In the center of North Brookfield, salon owner Debbie Bryant had not yet heard about the impeachment inquiry because she said politics and religion are off limits in the workplace. But once informed, she quickly came to the president’s defense.
“He’s trying to do his job and the media and the Democrats are trying to sabotage him,” she said, as a blow-dryer hummed inside her 36-year-old business. “Yes, he has no filter. All of the things that they say are true. But if the country is in good shape, that’s all we wanted.
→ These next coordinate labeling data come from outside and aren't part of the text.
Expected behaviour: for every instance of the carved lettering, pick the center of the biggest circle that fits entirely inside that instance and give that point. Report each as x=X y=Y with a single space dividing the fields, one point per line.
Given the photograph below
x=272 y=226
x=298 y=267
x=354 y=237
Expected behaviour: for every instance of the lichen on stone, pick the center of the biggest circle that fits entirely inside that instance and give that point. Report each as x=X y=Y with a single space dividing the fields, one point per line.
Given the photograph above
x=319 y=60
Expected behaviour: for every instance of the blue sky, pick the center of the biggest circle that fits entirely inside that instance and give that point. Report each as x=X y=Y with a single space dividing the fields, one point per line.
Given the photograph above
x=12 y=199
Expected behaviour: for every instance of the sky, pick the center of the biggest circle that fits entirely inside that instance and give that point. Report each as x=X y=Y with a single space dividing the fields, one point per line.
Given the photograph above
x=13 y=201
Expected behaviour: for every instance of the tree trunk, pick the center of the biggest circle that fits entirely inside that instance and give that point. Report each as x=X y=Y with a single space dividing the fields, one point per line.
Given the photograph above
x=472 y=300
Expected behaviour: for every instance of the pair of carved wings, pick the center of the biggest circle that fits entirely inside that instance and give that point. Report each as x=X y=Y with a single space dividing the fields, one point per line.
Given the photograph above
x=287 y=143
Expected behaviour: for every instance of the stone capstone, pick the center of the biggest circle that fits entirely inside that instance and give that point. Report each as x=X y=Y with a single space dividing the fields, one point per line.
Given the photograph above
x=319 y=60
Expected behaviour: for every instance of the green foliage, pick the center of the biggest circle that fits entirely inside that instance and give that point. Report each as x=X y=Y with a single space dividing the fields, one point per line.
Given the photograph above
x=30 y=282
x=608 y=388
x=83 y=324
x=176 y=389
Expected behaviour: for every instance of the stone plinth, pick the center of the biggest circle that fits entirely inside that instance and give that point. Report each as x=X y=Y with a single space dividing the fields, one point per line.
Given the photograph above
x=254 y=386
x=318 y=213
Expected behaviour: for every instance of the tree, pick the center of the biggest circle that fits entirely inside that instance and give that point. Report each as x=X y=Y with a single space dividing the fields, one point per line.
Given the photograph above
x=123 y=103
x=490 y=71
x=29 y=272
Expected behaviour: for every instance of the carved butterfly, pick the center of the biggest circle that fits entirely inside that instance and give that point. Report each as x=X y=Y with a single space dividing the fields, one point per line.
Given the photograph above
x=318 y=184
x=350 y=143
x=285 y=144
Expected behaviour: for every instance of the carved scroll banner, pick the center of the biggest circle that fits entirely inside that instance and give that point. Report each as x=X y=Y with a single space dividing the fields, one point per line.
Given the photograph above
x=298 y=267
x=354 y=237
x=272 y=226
So [the Ukraine controversy] to me is just white noise.”
Even within Sarah Heller’s natural foods store — which she touts as a liberal enclave within a red region — two men gathered for their daily afternoon black coffee and refused to give credence to the impeachment inquiry.
“They’re using a bunch of third-hand reports to make something out of nothing,” said one of the men, who said he was from Spencer. The duo, both of whom declined to give their names, lean much farther right than the admittedly liberal Heller. One is a Trump supporter and the other cast a vote for Libertarian Gary Johnson in 2016.
But in line with the town’s polite parameters, they rarely talk politics during their caffeinated 2 p.m. rendezvous. And the men don’t complain about the shop being closed on Friday for the climate strike. And Brookfield functions – divided and idyllic — until its next Election Day.